The decision made long ago to wrap me in a man’s black wool shirt and place me at the back door of a residence impacted every day of the rest of my life, as it did every moment thereafter of my birth parents lives.

In a similar way, my efforts to dig into the past would have lasting effects on me and who knows how many others. I realized that as much as I wanted to know the facts, others might long just as strongly to keep those details hidden. I determined to be as sensitive and kind and understanding as possible to whomever I encountered, regardless of their reaction or response to me or my situation.

As I waited for the DNA results, this intensely profound reality consumed my mind: not everyone who can father or give birth to a child is equipped to care for and nurture that child.  It’s just that simple. Yet it’s anything but simple.

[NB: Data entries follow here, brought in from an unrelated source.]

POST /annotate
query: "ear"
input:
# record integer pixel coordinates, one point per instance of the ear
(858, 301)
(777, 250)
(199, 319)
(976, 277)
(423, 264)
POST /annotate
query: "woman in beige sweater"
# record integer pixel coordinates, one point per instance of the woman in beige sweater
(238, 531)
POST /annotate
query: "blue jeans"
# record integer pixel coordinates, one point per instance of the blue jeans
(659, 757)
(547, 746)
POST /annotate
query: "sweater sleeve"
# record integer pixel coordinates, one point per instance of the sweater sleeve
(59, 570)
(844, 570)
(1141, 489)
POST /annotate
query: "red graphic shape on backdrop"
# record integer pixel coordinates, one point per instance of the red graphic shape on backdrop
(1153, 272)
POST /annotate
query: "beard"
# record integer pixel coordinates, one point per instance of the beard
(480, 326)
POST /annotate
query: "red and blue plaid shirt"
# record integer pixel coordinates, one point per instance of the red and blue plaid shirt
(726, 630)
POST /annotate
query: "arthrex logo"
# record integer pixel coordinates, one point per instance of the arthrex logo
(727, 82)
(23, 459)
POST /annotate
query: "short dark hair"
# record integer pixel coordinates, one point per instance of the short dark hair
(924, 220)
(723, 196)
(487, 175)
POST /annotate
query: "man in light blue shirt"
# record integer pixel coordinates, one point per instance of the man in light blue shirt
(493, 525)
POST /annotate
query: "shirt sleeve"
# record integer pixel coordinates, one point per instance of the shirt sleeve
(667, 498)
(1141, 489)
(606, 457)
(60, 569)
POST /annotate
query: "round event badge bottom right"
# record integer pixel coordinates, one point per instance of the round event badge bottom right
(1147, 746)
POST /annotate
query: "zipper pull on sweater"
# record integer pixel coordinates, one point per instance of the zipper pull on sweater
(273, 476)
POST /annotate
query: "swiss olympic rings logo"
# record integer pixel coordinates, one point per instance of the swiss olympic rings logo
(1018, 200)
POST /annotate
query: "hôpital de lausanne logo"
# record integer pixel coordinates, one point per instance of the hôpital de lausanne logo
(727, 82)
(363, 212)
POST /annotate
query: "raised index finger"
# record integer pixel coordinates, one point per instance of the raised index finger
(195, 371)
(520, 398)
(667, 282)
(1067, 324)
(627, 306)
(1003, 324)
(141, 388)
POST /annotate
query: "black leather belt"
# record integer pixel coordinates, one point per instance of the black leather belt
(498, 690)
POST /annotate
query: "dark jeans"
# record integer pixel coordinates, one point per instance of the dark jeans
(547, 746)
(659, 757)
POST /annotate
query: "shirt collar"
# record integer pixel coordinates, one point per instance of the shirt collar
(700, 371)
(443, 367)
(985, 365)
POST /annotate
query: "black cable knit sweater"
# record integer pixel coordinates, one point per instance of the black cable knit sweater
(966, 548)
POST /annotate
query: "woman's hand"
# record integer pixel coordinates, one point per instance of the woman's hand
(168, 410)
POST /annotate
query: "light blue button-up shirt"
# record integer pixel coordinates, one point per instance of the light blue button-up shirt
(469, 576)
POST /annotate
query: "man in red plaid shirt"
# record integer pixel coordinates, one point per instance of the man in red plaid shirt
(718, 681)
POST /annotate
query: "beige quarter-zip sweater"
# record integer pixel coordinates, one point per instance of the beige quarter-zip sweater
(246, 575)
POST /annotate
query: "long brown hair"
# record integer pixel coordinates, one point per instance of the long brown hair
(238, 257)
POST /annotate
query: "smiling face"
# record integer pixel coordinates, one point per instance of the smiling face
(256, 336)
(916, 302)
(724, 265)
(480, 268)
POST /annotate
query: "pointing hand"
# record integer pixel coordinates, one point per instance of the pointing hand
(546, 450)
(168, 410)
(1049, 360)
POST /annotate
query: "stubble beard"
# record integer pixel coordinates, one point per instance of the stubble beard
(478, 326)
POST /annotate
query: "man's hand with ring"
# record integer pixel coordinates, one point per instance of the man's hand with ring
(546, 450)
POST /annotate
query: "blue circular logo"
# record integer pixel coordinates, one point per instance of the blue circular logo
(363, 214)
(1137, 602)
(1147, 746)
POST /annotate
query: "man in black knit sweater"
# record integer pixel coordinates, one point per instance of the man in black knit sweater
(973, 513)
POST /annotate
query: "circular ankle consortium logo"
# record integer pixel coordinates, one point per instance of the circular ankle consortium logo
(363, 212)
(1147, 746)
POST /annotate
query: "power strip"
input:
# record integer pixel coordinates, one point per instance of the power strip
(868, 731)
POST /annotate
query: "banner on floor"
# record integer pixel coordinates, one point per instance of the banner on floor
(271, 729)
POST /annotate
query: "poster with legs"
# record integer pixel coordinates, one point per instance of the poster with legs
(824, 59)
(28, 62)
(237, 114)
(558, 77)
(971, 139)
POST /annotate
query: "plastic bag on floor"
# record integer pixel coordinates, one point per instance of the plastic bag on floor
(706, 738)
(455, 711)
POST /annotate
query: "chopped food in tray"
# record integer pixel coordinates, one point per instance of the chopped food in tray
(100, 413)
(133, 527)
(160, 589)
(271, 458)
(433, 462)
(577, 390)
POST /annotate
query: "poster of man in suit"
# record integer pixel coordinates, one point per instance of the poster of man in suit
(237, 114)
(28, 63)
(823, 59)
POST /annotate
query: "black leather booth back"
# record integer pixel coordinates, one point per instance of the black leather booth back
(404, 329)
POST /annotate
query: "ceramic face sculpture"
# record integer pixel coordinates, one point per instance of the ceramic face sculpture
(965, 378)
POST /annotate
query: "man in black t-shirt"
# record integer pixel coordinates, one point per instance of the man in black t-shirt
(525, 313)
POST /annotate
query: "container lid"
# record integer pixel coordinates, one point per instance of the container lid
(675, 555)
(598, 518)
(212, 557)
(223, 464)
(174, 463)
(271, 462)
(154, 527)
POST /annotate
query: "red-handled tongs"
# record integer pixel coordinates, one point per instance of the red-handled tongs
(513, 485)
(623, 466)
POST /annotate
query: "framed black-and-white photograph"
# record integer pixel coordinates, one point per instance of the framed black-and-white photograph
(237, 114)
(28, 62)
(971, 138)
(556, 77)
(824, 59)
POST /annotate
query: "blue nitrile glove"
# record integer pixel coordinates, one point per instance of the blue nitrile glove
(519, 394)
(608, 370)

Read Part 2 of Beth’s Story on Friday, April 21.


ABOUT BETH STEURY

When not engrossed in her adoption search, Beth works on her soon-to-be-released young adult (YA) novel series, immerses herself in the YA world via substitute teaching, connecting with the teenage staff at the fast food joint where she claims the back booth as her office, and reading YA fiction. She’s excited about incorporating adoption issues into upcoming writing projects.
Her “Waiting Matters … Because YOU Matter” blog helps people of all ages navigate the choppy waters of saving sex for marriage while her “Slices of Real Life” blog posts find GOD in the day-to-day moments of real life. Connect with her on Facebook, Pinterest and Twitter


1 comment:

Beth Steury said...

Thank you for sharing my story, Christine. Blessings to you as you advocate for awareness to the many facets of adoption.